There are poems that use conventional images and ideas that speak of dreams, visions, pain, loss and desire, of hopes and aspirations, of truth and faith. “Metaphysical Lovers” uses a borrowed idea that brings to mind the love poems of John Donne.
You are no, nor am I
A dweller of this earthly world,
We are invisible beings
Living in the abode of Love
Jha labours hard in the poems to depict the various flavours of beauty, philosophy, tenderness, spirituality while speaking of love. As a poet writing in troubled times, he is well aware of the violence and hatred that is waiting to engulf all. “I Am” voices the intentions of the poet and can be read as the poetic voice explaining why he writes the poems in the volume under consideration.
I am a man of heart
With my head nosed into love;
Life is a beautiful art,
Love leads me unto Him above.
Jha’s reading of and interest in English poetry is evident in his use of metaphors and images that are akin to those used in well-known English love poems. There are references to Eve, to Cupid and Aphrodite. In “Celebration of Love”, Jha speaks of love as a “rudimentary plinth” “Of the four ‘purusharthas’/ Set as the goals of human life”, thereby revealing the way in which Indian ideas are woven into his poetic diction.

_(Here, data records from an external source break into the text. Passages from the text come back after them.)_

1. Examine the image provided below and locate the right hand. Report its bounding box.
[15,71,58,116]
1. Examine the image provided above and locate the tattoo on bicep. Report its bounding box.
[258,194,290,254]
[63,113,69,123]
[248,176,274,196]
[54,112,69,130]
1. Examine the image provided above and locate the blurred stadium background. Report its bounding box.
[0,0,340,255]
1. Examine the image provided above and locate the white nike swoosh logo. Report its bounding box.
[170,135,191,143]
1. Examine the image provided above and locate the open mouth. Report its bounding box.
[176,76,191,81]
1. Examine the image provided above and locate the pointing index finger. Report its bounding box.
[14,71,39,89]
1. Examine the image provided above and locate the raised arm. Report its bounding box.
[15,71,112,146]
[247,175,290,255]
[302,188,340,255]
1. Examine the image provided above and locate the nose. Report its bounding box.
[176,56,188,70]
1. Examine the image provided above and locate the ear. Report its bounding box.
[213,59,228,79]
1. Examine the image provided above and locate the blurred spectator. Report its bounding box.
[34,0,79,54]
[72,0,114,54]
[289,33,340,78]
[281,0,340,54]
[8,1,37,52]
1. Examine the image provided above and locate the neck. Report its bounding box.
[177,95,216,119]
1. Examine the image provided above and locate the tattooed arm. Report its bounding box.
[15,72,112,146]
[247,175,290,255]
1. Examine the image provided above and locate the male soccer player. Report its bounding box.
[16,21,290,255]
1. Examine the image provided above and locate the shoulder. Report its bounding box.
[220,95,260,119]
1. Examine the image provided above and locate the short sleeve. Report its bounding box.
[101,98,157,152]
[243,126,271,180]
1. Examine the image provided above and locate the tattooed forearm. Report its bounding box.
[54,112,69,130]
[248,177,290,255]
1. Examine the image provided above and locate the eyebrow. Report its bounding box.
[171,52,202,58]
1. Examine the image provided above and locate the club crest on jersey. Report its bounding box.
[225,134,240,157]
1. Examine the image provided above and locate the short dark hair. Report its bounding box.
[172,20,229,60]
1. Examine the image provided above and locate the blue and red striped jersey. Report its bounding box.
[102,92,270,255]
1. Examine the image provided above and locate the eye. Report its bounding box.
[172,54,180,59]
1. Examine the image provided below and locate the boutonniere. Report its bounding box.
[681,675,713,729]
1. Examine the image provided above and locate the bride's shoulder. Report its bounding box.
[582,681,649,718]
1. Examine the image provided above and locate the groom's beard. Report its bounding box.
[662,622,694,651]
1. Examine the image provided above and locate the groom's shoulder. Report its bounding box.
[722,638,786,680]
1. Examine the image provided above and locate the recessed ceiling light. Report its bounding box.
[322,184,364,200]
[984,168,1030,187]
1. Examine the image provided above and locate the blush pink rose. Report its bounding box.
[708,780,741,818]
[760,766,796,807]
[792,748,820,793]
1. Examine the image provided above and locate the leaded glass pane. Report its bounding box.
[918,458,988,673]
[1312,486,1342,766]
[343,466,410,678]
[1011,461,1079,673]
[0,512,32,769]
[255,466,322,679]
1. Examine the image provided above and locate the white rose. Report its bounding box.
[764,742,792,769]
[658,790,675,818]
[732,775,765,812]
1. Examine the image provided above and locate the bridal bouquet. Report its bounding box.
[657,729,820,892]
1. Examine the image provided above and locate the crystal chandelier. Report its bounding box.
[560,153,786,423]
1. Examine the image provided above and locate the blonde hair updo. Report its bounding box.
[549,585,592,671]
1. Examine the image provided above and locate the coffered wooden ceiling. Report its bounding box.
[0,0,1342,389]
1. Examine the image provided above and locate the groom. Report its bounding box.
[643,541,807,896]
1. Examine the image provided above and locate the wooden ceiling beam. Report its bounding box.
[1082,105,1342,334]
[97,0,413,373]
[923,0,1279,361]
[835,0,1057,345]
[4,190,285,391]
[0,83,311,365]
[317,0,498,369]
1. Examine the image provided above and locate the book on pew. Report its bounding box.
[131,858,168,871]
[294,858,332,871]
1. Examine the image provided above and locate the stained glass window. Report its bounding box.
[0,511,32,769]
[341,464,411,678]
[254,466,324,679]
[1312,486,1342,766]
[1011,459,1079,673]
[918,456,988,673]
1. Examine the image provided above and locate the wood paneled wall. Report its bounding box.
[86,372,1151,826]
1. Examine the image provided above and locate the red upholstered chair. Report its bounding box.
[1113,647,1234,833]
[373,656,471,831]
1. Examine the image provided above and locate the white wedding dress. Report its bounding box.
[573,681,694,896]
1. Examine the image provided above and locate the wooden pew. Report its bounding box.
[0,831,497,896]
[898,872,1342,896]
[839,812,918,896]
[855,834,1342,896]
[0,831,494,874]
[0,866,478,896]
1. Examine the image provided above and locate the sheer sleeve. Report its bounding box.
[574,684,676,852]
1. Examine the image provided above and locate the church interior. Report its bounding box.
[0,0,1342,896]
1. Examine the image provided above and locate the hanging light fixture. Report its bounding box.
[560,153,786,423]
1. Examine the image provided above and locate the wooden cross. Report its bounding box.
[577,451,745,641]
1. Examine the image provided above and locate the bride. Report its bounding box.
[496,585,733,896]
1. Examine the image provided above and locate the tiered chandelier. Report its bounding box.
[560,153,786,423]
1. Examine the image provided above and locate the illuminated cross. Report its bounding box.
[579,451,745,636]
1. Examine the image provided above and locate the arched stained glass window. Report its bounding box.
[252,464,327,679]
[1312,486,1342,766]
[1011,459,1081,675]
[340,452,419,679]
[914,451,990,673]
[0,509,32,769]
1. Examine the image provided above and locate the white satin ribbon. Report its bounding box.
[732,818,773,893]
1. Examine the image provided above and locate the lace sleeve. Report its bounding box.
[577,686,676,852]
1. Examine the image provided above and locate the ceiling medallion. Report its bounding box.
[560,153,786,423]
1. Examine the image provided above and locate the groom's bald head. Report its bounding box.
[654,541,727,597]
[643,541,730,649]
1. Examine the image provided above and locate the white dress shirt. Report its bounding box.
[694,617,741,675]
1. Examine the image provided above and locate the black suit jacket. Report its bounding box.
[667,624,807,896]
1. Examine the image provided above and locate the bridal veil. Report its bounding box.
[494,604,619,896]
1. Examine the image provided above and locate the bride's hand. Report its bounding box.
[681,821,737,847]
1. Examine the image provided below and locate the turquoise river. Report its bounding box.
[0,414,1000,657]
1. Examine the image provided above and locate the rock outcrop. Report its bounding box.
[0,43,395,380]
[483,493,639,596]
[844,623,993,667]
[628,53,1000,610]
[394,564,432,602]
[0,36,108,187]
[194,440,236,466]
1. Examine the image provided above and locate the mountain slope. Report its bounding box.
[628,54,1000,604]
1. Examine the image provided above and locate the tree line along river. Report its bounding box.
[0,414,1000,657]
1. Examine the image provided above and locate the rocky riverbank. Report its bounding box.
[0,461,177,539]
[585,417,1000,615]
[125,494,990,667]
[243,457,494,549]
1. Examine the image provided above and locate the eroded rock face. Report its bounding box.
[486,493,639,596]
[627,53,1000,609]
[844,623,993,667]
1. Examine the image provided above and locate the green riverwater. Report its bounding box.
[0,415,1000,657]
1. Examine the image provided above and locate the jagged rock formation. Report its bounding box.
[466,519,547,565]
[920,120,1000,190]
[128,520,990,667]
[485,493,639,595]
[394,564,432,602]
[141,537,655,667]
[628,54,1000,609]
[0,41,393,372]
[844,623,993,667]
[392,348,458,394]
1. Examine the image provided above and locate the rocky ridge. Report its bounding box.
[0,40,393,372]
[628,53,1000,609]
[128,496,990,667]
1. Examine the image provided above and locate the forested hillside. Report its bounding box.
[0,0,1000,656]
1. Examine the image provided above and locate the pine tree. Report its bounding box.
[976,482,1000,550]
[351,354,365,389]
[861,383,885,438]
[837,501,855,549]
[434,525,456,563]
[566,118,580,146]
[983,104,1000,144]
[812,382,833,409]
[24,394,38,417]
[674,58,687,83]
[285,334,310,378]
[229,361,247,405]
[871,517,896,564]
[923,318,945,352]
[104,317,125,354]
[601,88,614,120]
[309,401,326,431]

“Semantic Fiasco” reveals the failure of words “To create the magic/ As desired and well-intended”. It is interesting to note that the poem “Voice is Heard More in Silence” narrates just the obverse of this. The two poems are put together in the volume revealing an oscillation with thoughts and ideas that seem to contradict one another but work well too. Written in a diction that is simple, but that at times seems to be borrowed, Jha’s poems in this volume reveal an ardour and sensuousness almost keeping in tune with the subject matter of the poems. At times written in a highly figurative language, the poems reveal the poet working his way with ideas, images and metaphors with a view to finding his idiom in his debut collection of poems.
Jha is a young, new voice in Indian poetry in English. While the poems in Two Indias and Other Poems are characterized by a powerful diction and metaphors that at times might seem clichéd, the poems in the volume and the ideas that they present are thought-provoking and boldly expresses the poet’s angst in the modern world, the poems in Soothing Serenades speak of gentler emotions. A reading of the poems in the two volumes reveals the poet working his way through metaphors that reveal his development and growth as a poet handling a myriad of subjects. It would be interesting to read his English poems with the ones that he has written in Maithili and Hindi to trace the trajectory of the multilingual poet, to study the nuances in all and to see how his dexterity with these languages work to influence his poetic output. That is, unfortunately, an area that this critic does not get to explore.
Bio:
Dr. Nishi Pulugurtha is Associate Professor in the department of English, Brahmananda Keshab Chandra College and has taught postgraduate courses at West Bengal State University and Rabindra Bharati University. Her research areas are British Romantic literature, Postcolonial literature, Indian writing in English, literature of the diaspora, film and Shakespeare adaptation in film. She is a creative writer and writes on travel, Alzheimer’s Disease, film, short stories and poetry. Her work has been published in The Statesman, Kolkata, in the anthology Tranquil Muse and online – Café Dissensus, Coldnoon, Queen Mob’s Tea House and Setu. She has a monograph on Derozio (2010) and a collection of essays on travel, Out in the Open (2019).